PAWHUSKA, OKLAHOMA — There are things Kathryn Red Corn can still remember and things she can still touch.
They both come together within the walls of the Osage Tribal Museum.
As she walks with a visitor looking at hundreds of old photographs, the visitor asks her, “Do you know these people?”
“I knew some of them,” she answers. “I never knew my grandparents but they’re in here.”
Red Corn can recall coming to the museum as a young girl and looking at a unique stamp collection put together by a member of the tribe.
She remembers an old, stuffed bison head as being a little scary, but she also recalled its original location which is why, as director, she had it restored and put back where it belonged.

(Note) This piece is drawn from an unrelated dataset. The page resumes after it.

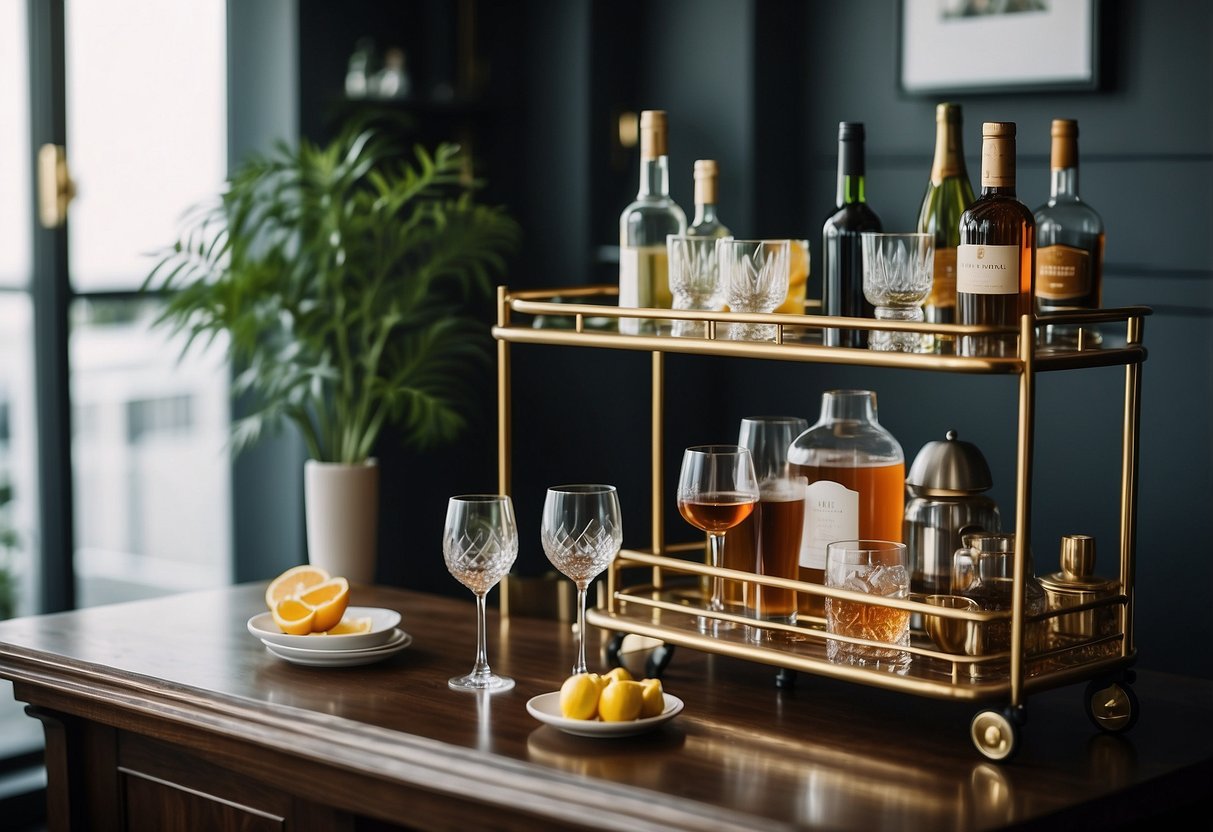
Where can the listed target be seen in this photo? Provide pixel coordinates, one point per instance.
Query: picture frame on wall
(984, 46)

“It’s been getting cleaned up all this time,” she says.
Kathryn is the current keeper of thousands of artifacts from Osage tribal past, everyday tools and ceremonial clothing combined.
Also here, thousands of photographs which bridge the gap from buffalo hunting past to oil boom future.
Of the more than two thousand original head right holders in 1906, the museum’s growing collection of photographs includes most of them, who lived through the tumult of the area’s rapid growth through the 1920’s.
Red Corn points to an old photograph showing two men sitting together. “These are two brothers right here,” she describes. “And it shows you the difference in the way they’re dressed.”
On a windy May 2nd, 1938 the tribe organized a big parade and picnic on the grounds of the old school and chapel.
They dedicated the first tribal museum that day.
75 years later it’s the oldest tribally owned museum in the United States.
“Different families gave to the museum over the years,” she explains.
They rang the bell to open the museum that first day.
Workers were on hand to make sure the bell would be ready to ring again, to celebrate a history like no other Native American tribe’s, and the house that’s kept it safe for the past three quarters of a century.
The Osage Tribe held another parade and picnic May 4, 2013 to celebrate the museum’s birthday.